Created 10-25-2017 01:24 AM
We have 2-node cluster(1 master 4 CPU,16 GB RAM + 1 data node 8 CPU,30 GB RAM) and the estimated amount of data being processed through HIVE tables are 100 GB. We are using Ambari Hive 2.0 view instance running in Master and the estimated number of support/analytics users are around 15-20. When we try to access the HIVE instance differently for each user (per session), all HIVE queries (using Tez) are processed via YARN default queue. However the expectation is to get the HIVE results in parallel for each session, but these Tez jobs are executed in sequence and the performance is major constraint here. We dont want to add more nodes as the data being processed is still in GBs and we wanted to improve the parallelism in HIVE query execution with the current hardware configuration. We have also applied tuning parameters related to HIVE such as et hive.cbo.enable=true; set hive.compute.query.using.stats=true; set hive.stats.fetch.column.stats=true; set hive.stats.fetch.partition.stats=true; along with converting the table into ORC format. Even then the performance of query response time and parallelism are not improved. Any help related to this,highly appreciated.
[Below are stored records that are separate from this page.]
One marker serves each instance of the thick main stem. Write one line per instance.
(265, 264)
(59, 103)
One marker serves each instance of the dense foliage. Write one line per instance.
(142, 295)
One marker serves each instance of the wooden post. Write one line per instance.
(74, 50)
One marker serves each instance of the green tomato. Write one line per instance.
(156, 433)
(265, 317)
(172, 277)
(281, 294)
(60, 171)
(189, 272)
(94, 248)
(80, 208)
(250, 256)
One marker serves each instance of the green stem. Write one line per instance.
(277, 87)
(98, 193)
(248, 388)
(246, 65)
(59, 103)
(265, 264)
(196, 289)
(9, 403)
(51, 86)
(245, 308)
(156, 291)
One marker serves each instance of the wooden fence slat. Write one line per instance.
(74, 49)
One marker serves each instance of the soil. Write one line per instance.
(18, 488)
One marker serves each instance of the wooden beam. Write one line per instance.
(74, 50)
Thanks!!!
Created 10-25-2017 07:32 AM
1 data node 8 CPU,30 GB RAM
Some assumptions : you have 8 container in your cluster .
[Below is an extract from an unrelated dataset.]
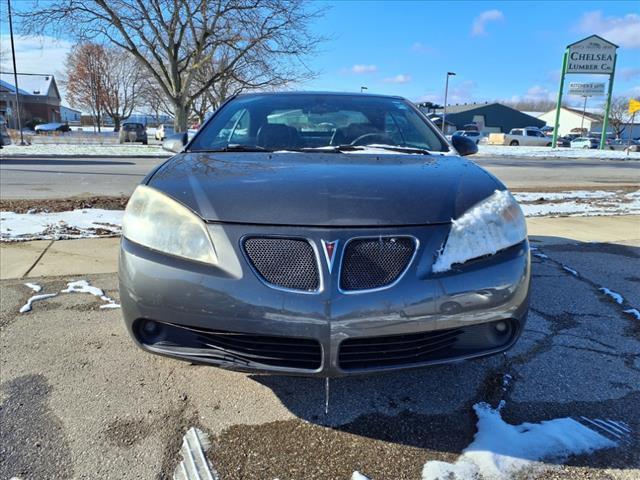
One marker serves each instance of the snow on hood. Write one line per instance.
(492, 225)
1. Even if you have 2 Gb of DATA 8 conatiners will be consumed completely by the job.
2. If two parallel job runs together job will slow down significantly if preemption happens.
You should tune the Queue , but at least add one more node to achieve some significant advantage of parallelism.
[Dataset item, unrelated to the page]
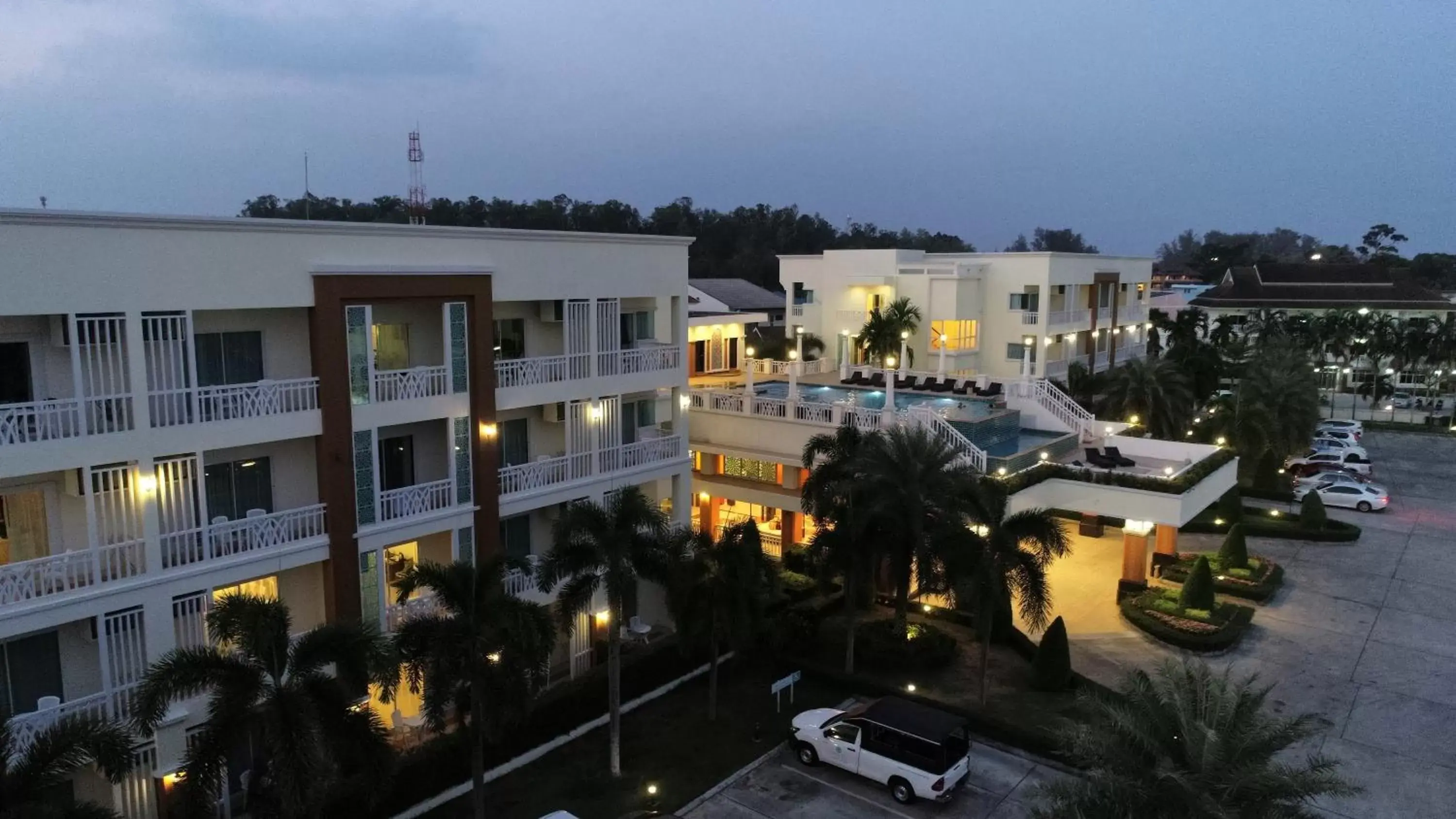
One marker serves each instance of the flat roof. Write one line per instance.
(161, 222)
Created 10-25-2017 07:32 AM
1 data node 8 CPU,30 GB RAM
Some assumptions : you have 8 container in your cluster .
1. Even if you have 2 Gb of DATA 8 conatiners will be consumed completely by the job.
2. If two parallel job runs together job will slow down significantly if preemption happens.
You should tune the Queue , but at least add one more node to achieve some significant advantage of parallelism.